18. Oktober 2016
Tarifvertrag beim Trafokesselbauer Menk
Beharrlichkeit zahlt sich aus
Kürzere Arbeitszeiten, regelmäßig mehr Geld sowie je einen halben Tag frei an Weihnachten und Silvester – der 17 Monate lange Hürdenlauf zu einem Tarifvertrag hat sich für die Beschäftigten der Menk GmbH in Bad Marienberg gelohnt.

„Die Mitarbeiter sind das wichtigste Kapital, das die Firma hat. In die muss sie investieren“, sagt Jörg Hübner von Menk. Dass dazu auch ein Tarifvertrag gehört, war und ist für ihn selbstverständlich. Hübner ist Betriebsratsvorsitzender bei dem Trafokesselbauer, dessen Standort in dem kleinen beschaulichen Kneipp-Heilbad Bad Marienberg im Westerwald liegt.

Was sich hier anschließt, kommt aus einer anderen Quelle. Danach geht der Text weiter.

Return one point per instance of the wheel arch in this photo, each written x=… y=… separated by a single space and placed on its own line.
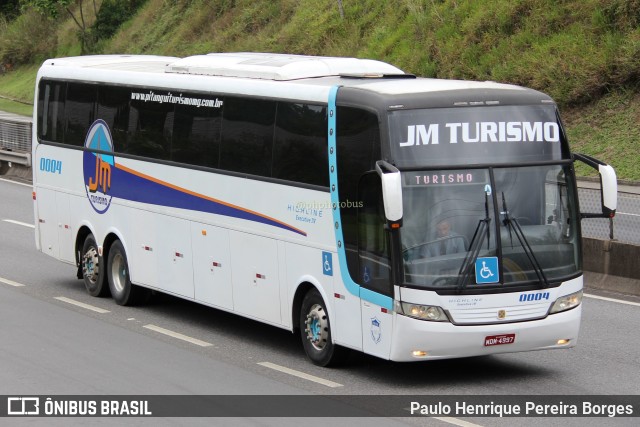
x=305 y=285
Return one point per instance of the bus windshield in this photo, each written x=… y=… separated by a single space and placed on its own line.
x=524 y=218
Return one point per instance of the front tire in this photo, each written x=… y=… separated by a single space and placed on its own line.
x=315 y=331
x=122 y=290
x=93 y=269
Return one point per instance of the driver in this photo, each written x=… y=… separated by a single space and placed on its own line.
x=447 y=242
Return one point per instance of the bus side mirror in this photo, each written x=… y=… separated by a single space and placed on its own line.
x=391 y=192
x=608 y=186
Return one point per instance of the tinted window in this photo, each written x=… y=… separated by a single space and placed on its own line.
x=51 y=111
x=150 y=127
x=300 y=149
x=79 y=112
x=196 y=135
x=113 y=108
x=247 y=135
x=358 y=148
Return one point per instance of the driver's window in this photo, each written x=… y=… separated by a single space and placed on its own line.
x=373 y=239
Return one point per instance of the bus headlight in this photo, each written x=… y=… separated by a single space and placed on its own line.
x=566 y=302
x=424 y=312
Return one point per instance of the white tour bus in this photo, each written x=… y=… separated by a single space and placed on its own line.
x=407 y=218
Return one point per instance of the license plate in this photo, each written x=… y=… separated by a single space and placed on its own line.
x=499 y=339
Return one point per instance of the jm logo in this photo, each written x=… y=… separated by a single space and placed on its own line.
x=23 y=406
x=102 y=177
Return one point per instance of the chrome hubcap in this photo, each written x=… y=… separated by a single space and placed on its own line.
x=91 y=265
x=317 y=327
x=119 y=272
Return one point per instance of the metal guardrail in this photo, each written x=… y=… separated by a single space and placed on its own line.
x=15 y=139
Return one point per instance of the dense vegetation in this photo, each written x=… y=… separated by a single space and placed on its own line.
x=584 y=53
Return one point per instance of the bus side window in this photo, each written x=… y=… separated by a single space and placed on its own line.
x=300 y=147
x=247 y=135
x=80 y=112
x=196 y=135
x=358 y=148
x=51 y=111
x=150 y=127
x=113 y=108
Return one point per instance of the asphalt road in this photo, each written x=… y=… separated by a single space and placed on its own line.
x=52 y=345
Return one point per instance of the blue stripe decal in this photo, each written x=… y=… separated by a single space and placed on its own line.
x=352 y=287
x=131 y=185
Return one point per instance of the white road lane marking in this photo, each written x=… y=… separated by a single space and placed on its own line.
x=178 y=335
x=11 y=282
x=299 y=374
x=82 y=305
x=16 y=182
x=619 y=301
x=24 y=224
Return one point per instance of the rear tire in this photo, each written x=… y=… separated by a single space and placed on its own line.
x=315 y=331
x=122 y=290
x=92 y=266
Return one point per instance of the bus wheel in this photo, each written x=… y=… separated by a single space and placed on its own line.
x=122 y=290
x=92 y=271
x=316 y=332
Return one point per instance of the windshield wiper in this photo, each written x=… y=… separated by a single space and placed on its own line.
x=483 y=230
x=512 y=224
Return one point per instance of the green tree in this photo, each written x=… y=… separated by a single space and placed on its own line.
x=53 y=8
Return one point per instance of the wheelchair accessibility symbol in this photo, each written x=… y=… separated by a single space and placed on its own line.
x=487 y=270
x=327 y=263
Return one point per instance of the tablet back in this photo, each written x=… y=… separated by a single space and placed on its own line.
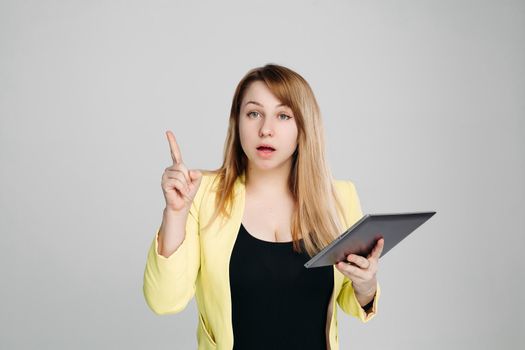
x=363 y=235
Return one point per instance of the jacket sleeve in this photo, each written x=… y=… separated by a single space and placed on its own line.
x=347 y=299
x=169 y=283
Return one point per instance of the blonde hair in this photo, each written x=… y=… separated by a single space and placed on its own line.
x=310 y=181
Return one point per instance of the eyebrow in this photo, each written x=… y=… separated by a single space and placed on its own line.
x=258 y=104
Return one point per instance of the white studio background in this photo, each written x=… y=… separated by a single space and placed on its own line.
x=423 y=106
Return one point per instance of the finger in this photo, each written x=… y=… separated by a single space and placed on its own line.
x=378 y=249
x=180 y=169
x=174 y=184
x=353 y=271
x=183 y=183
x=358 y=260
x=174 y=148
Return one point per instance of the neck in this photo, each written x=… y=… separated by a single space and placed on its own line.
x=273 y=181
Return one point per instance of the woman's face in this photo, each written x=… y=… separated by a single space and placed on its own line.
x=264 y=120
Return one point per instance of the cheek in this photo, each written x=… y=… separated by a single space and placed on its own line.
x=244 y=135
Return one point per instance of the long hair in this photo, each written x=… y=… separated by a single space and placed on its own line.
x=310 y=180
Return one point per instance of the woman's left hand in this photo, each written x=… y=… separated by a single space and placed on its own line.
x=362 y=271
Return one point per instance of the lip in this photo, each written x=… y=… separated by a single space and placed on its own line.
x=265 y=153
x=265 y=145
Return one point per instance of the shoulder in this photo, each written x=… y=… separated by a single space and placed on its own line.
x=345 y=188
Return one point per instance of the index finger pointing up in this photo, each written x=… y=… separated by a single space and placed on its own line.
x=174 y=148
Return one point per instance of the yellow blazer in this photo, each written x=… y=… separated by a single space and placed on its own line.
x=200 y=267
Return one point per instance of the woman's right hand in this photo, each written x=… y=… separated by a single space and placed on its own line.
x=179 y=184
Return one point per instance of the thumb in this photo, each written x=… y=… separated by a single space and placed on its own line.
x=195 y=177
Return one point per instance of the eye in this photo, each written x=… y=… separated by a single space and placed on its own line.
x=253 y=114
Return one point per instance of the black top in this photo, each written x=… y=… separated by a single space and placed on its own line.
x=277 y=303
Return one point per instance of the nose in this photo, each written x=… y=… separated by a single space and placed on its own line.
x=266 y=127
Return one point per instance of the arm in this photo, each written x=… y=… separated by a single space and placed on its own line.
x=359 y=302
x=169 y=282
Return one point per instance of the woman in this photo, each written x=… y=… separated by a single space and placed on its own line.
x=238 y=237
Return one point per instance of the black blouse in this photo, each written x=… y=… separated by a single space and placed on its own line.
x=277 y=303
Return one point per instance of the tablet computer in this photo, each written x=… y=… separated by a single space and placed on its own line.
x=361 y=238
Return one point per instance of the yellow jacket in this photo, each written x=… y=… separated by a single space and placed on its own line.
x=200 y=267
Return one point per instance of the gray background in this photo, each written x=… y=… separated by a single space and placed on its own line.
x=423 y=104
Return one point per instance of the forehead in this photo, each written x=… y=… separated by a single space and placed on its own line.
x=259 y=92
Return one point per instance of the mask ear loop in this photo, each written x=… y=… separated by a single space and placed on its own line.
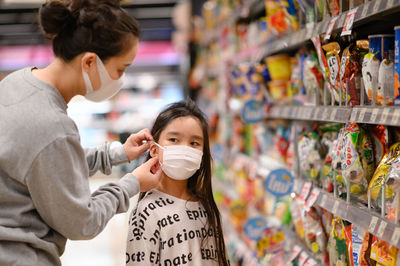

In der kleinen Stadt Bad Marienberg geht es eher friedlich zu. Hier ist die Welt noch in Ordnung, wie man so sagt. Doch nicht in Ordnung waren viele Jahre lang die Bezahlung und die Arbeitszeit bei Menk. Noch nie in seiner Firmengeschichte war das Unternehmen tarifgebunden. Erst jetzt.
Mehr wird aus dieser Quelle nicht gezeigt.